I think that this sums up the point of the psalms really well.  The psalms uniformly are an invitation to come into the presence of God and find relationship.  Sure, the psalms all take different approaches.  Some are psalms of praise that bring a deep spiritual connection.  Others are psalms of lament that bring peace and mercy from God to us.  Others are psalms pleading for God’s presence in an urgent need.  The psalms are all different; but they all uniformly attempt to draw us into relationship.

As I thought about this thought, I also began to focus on the message of Psalm 149:4. God takes pleasure in His people.  Here’s the neat conclusion of the thought I put forth above.  God loves us, so he calls us into relationship with Him.  When we respond, we find relationship with God. As we find relationship with God, His pleasure in us increases.  We are drawn even more deeply into a relationship with Him.  His pleasure increases.  We are drawn even more deeply into a relationship.  His pleasure increases.  We are drawn more deeply … well, you get the idea.  God’s pleasure in us and our relationship with Him is the stimulus for a greater and greater relationship.

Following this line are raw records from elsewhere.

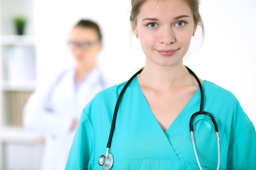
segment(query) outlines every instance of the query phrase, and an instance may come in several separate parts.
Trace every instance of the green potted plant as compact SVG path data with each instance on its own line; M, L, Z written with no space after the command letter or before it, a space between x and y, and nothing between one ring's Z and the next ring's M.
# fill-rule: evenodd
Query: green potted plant
M13 22L17 34L18 35L23 35L27 22L26 18L22 15L16 16L13 18Z

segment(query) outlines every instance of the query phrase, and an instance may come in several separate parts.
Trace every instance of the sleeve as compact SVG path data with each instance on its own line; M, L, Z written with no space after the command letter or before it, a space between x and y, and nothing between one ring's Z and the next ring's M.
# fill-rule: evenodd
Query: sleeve
M90 118L84 111L76 132L65 170L90 170L93 163L94 132ZM90 161L90 160L91 161Z
M226 169L256 170L255 128L238 101L237 107L231 129Z
M227 170L256 169L256 133L251 123L229 150Z
M73 119L65 114L67 107L62 110L49 111L45 104L51 86L38 89L29 97L23 109L23 123L27 130L44 135L58 135L70 130Z

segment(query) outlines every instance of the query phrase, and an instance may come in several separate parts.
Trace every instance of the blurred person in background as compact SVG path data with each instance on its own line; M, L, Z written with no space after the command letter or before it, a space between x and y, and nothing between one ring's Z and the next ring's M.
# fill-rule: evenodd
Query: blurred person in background
M25 129L45 137L42 170L65 169L83 109L98 92L113 85L97 64L103 44L96 23L78 22L68 45L75 66L62 72L45 91L36 90L24 109Z

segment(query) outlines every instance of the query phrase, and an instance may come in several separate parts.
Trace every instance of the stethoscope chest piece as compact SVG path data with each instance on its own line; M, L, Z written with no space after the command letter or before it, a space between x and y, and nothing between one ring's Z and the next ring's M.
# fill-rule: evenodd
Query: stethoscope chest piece
M114 158L111 153L108 153L106 155L103 155L99 159L99 164L104 170L110 169L113 165Z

Without His pleasure, relationship would not have even been possible.  Logically, this is true.  When sin was first committed in the Garden of Eden, God should have stopped humanity in its tracks right then and there.  God should have punished sin on the spot.  But God desired relationship more than absolute justice because He knew than mankind was unable to adhere to absolute justice apart from Him and Christ!  God took great pleasure in the relationship, so he made life continue to be possible.  Mind you, life was different because of sin – it always is!  But the reality is that all of us deserve judgment.  But God desires relationship more than absolute judgment.  Now there is something about which we can truly give praise to God!

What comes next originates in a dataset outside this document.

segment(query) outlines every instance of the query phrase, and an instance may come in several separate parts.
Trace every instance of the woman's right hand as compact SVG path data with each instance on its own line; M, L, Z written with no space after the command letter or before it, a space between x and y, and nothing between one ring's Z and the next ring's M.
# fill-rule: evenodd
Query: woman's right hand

Then we get to Psalm 149:6-9.  We hear a bit of a battle cry.  We hear a bit of an overstated nationalism.  We hear a bit of the confidence in the belief that God has chosen His people to rule in this present age.  While I might not agree that God has called us to be rulers in this world, I do think we can take a much more generic message out of this psalm.  We can hear how the followers of God will not be overcome by the world.  We can hear how the Word of God will be superior to the might of this world.  We can hear how the person who is found in God is never defenseless.  While I may not believe that God has called us to rise up and suppress the nations by force, I do believe that the true people of God are always stronger than the people of the world.

Psalm 150

Then we get to Psalm 150.  What a wonderful psalm.  This psalm brings me back to where I started this blog post.  In this psalm we get the sense that giving praise to God should be full of life and vigor.  It should be exciting to come into God’s presence.  It should bring about an incredible passion to come into His presence.  We should want to beat on the drums, pluck the strings of instruments, clap our hands, and even dance!  We should want to have worship be a time of excitement and fulfillment!  Our worship should be a place where we come and feel energized and mobilized.  Our worship should be a true expression of the faith that God has placed within us!  We shouldn’t need to hold back.  We shouldn’t need to feel reserved.  We should want to take our love for God, pour it out, lay it at the altar, and then let God fill us back up.  That’s what worship should be!


<>< 

1 comment:

  1. YAY! You survived the Psalms and did a marvelous job of insight into them!

    Praise God they end in celebration!

    (Sorry I'm behind in reading -- life's been really really busy!)